Shoosh – Magus EP, and why it’s been a while

It has been a while. I’ve not been ill, away or suffering from any kind of metaphysical crisis. Merely that a combination of long night shifts and the World Cup has left MMM towers a relatively music-free zone for the last month. Although it was, in a way, an enforced break, it’s actually been quite a good thing to be away from music for a little while, allowing me to recharge my critical faculties and enthusiasm.

One weird side effect is that I’ve found myself thinking about music more than is usual. Trying to work out why I like what I like, and why it means what it means to me. And what sort of triggers are required to make something happen in my brain that engages me with the sounds I’m hearing.

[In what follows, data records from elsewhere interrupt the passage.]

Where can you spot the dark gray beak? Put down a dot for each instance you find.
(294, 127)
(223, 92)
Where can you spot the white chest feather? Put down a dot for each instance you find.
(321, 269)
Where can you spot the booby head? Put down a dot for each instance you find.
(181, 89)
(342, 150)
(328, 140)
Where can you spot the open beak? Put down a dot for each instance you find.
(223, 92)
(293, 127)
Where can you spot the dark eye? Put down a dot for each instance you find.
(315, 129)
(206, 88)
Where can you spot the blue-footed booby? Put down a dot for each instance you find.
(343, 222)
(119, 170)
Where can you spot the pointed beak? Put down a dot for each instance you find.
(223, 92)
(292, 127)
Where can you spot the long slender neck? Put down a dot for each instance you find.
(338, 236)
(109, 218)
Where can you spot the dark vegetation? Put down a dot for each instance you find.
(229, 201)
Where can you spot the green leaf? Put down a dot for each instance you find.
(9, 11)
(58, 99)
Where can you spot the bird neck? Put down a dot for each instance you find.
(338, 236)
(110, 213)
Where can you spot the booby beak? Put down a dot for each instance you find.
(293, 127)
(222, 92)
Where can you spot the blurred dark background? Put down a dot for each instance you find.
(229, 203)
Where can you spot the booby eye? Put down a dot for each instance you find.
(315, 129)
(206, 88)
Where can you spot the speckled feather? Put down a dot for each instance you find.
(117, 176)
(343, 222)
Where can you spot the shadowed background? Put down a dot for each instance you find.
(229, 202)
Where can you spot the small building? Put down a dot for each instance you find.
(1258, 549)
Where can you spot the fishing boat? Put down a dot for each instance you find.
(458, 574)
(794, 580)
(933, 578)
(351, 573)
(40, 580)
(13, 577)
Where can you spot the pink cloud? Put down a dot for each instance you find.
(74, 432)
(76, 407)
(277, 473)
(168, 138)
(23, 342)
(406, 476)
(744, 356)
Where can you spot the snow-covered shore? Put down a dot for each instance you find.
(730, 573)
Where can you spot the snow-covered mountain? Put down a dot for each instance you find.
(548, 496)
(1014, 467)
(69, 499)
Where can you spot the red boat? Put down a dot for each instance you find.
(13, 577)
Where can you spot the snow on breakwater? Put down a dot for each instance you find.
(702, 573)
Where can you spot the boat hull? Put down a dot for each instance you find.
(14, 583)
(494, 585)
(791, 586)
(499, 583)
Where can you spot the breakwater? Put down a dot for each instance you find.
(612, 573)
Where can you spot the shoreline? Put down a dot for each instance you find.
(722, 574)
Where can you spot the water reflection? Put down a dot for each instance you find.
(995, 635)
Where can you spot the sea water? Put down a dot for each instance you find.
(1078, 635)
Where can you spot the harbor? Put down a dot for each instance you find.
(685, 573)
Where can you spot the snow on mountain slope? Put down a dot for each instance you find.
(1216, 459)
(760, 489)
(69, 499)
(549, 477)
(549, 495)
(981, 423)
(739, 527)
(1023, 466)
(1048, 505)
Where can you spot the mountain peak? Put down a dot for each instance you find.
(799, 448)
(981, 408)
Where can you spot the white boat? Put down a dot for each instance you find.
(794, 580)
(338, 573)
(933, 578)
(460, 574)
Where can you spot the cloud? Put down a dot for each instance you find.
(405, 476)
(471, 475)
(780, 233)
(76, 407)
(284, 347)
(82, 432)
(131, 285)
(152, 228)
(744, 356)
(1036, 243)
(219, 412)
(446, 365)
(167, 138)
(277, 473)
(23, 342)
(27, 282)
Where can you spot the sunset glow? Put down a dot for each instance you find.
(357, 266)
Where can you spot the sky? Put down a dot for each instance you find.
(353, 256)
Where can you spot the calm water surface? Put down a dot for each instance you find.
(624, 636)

It’s a self-conversation that would be narcissistic and boring to air, and I’m not sure I have the skills to put it all into words anyway. In fact, you’ve probably just wasted a minute of your life reading this entire paragraph. Moving on.

One EP I’ve had for a while is the new project by Herb head honcho Craig Murphy and guitarist Ed Drury, otherwise known as Shoosh. I played Magus a couple of times a month ago and have only just returned to it. With the lay-off it sounds both fresh and familiar. A bit of background, first. Shoosh’s previous outing, Orpheum Circuit, was subject to some fairly harsh words in these pages. It all stemmed from the singer Neil Carlill. Going back to the previous paragraph, his voice triggered something in my brain that just blocked out everything else in the music, to the extent that I couldn’t hear it. Just that voice. And I hated that voice.

SHOOSH - Magus EP (Herb Recordings)

So a voice-free Shoosh EP was a more than welcome arrival. And a charming little thing it is too. Drury’s guitar takes centre stage with some Fahey-like acoustic pieces that exude a folkish bounce while Murphy colours in the edges with some subtle shading. The final track of the four, Brilliant White Frost, changes the perspective. Drury teases out a melancholy little requiem and Murphy indulges in some Burial-influenced stretching and squashing of a sad little voice loop, turning it into the ghostly echo of a fleeting moment of pleading. Needless to say it’s my favourite of the four, but Magus is a gentle delight from start to finish. It comes out on August 2nd. More details at

OK – so I have an inbox full of stuff to listen to and mail to reply to. Not to mention the new Autechre LP. I’ve got a day off tomorrow and if the weather’s anything like as grim as it has been today, I’ve no excuses.

Oh, and I’ll get the Oxfam quiz questions up too. That was last night. I had a lot of fun.